Creating ground truth data is time consuming. If there is a model that more or less works for your scans — use it to prepare ground truth data. In most cases it is easier to proofread and correct text than to type it from scratch.
ocropus-rpred -q -m INITIAL_MODEL_FILE training/*.png testing/*.png
ocropus-gtedit html training/*.png testing/*.png
Have enough samples for each character.
In many cases it will be difficult to have enough samples for every character. At least in German texts the Letters J, Y, X, and Q are rare. To check which characters occur in you training data you can use this command:
cat training/*.gt.txt | sed 's/\(.\)/\1\n/g'| sort | uniq -c
Now you can look through your scanned text if you find more examples for the rare or even missing letters. Our directory layout with
testing directory makes it easy to add more examples.

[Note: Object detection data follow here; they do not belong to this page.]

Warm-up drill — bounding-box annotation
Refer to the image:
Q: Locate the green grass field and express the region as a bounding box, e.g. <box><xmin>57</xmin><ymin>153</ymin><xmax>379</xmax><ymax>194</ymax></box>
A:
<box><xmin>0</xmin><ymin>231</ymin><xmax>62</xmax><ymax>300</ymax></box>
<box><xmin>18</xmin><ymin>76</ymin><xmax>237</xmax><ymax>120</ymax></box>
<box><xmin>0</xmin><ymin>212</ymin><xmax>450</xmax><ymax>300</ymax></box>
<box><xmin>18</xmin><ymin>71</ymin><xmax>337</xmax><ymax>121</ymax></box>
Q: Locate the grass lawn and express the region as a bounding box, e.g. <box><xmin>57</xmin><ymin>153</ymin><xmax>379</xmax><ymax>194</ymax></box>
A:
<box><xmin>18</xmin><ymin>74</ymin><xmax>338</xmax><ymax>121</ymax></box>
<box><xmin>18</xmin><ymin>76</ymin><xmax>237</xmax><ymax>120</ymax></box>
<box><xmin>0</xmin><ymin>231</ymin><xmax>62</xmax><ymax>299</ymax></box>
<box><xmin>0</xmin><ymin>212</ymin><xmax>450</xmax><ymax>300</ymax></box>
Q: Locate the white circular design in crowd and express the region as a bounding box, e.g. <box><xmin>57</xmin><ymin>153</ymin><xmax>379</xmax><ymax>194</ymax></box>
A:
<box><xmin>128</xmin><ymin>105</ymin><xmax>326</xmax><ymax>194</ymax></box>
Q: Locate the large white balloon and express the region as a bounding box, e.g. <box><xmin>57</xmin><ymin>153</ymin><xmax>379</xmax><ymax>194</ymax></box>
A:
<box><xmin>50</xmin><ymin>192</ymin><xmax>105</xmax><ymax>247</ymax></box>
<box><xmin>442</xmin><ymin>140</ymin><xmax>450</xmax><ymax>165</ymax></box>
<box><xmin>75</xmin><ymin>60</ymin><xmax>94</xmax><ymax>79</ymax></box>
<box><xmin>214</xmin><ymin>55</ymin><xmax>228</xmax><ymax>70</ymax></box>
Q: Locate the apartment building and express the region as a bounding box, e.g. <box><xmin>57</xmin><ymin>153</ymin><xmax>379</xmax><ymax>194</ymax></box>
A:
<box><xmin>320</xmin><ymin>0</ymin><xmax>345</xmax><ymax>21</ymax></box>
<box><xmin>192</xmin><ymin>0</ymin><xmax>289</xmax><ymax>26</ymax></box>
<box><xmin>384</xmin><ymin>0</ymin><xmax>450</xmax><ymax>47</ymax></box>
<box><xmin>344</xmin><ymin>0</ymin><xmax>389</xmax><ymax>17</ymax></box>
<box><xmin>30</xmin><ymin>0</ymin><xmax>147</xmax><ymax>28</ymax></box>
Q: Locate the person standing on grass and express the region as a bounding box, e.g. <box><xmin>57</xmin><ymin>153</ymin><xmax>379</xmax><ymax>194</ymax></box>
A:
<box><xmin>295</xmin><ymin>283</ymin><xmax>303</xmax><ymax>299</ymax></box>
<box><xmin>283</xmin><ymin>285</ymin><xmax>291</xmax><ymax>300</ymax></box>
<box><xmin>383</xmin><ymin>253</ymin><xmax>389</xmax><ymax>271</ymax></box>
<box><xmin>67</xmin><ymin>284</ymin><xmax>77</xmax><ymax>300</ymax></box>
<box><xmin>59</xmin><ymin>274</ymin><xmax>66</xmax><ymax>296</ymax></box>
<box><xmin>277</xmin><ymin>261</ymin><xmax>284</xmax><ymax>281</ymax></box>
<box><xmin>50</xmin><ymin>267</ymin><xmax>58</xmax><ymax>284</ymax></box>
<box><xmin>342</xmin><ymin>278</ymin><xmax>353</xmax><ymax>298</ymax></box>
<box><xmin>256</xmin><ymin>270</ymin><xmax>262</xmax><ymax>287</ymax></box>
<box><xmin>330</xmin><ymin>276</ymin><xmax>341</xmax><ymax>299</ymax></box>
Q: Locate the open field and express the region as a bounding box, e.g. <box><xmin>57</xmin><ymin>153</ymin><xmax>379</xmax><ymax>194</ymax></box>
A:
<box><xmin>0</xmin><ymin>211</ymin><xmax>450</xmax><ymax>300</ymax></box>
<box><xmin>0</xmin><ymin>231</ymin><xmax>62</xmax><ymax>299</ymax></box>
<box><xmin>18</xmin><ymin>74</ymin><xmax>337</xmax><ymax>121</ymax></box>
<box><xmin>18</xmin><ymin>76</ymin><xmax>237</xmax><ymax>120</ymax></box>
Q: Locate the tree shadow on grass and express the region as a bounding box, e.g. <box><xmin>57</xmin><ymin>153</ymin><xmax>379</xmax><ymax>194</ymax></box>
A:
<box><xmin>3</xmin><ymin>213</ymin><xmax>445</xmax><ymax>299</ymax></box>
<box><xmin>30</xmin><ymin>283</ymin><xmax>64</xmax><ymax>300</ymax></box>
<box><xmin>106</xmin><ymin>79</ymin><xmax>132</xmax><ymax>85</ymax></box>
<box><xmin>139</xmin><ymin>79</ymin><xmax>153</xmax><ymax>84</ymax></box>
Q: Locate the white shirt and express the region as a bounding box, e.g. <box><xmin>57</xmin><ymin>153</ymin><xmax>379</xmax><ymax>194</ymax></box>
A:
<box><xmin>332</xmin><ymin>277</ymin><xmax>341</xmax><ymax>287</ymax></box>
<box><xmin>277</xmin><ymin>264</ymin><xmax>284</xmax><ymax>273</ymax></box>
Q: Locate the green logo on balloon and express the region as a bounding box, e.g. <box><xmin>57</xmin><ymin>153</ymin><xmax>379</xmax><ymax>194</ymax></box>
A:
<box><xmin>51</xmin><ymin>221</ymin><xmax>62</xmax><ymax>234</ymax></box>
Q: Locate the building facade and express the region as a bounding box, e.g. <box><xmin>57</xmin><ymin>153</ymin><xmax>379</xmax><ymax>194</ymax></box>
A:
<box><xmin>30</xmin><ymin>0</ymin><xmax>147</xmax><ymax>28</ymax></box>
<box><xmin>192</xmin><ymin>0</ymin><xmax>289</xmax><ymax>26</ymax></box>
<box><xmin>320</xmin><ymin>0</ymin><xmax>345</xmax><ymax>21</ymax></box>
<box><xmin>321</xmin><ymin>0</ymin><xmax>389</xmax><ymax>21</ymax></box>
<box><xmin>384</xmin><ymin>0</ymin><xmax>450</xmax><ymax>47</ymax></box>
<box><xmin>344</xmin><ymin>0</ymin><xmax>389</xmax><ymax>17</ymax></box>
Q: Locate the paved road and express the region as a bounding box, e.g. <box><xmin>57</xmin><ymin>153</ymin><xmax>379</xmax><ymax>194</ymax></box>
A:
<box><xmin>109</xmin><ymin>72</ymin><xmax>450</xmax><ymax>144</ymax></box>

And don’t forget to check you test data as well:
cat testing/*.gt.txt | sed 's/\(.\)/\1\n/g'| sort | uniq -c
Find typos in ground truth.
If you have not created your ground truth with double-keying or something similar, there is a great chance that it will contain typos. Especialy if you followed my previous hint with OCR correction you might find it difficult to spot mixed characters like one, lower case l and upper case I.
As soon as you have a suitable trained model, you can use it to spot errors in ground truth data. Run a prediction on the training data and check all lines with differences between ground truth and prediction.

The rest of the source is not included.